New NHS whistleblowing body must be fully independent, MPs warn

A new NHS whistleblowing service to prevent patient harm needs to be fully independent, MPs have warned.

Plans to establish a Health Service Safety Investigations Body (HSSIB) to investigate cases of compromised patient safety have been supported by a joint Lords and Commons committee.

But proposals to allow the HSSIB to accredit NHS trusts and foundation trusts to conduct internal investigations should be dumped, said committee chairman and backbench Conservative MP Sir Bernard Jenkin.

In his report, Sir Bernard said: “The committee considers this idea to be wholly misconceived.

“It represents too great a conflict of interest for the accredited trusts, compromises HSSIB’s independence from the system it is investigating and would risk damaging confidence in the ‘safe space’ concept itself.

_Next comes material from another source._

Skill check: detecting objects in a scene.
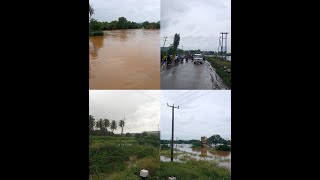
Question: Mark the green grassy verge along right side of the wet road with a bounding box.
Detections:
[206,57,231,89]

“To win the confidence of patients, healthcare practitioners and other bodies with responsibility for patient safety, HSSIB had to be, and be seen to be, independent of existing healthcare structures, including the Department of Health and Social Care.”

With an estimated 12,000 avoidable hospital deaths every year, the committee said change is clearly needed for the benefit of patients and staff.

Previous major public inquiries revealed a system “slow to detect and learn” and, in some cases, “designed to protect clinical staff and hospitals rather than discover the truth”, cautioned the report.

Committee members said creating a safe space within the HSSIB was “crucial” to changing this, so the body will operate on a closed doors model and make recommendations for the whole NHS and not just the incident under investigation.

The report said: “When serious incidents take place patients have a right to find out what went wrong and staff need to feel that they can be open without being blamed or made a scapegoat.

“Far from restricting patients from finding out what happened to them, we believe that the ‘safe space’ will help HSSIB to establish facts and identify the underlying causes of the most serious incidents that take place each year.

“The experience of other safety-critical industries such as aviation has shown that ‘safe space’ works.”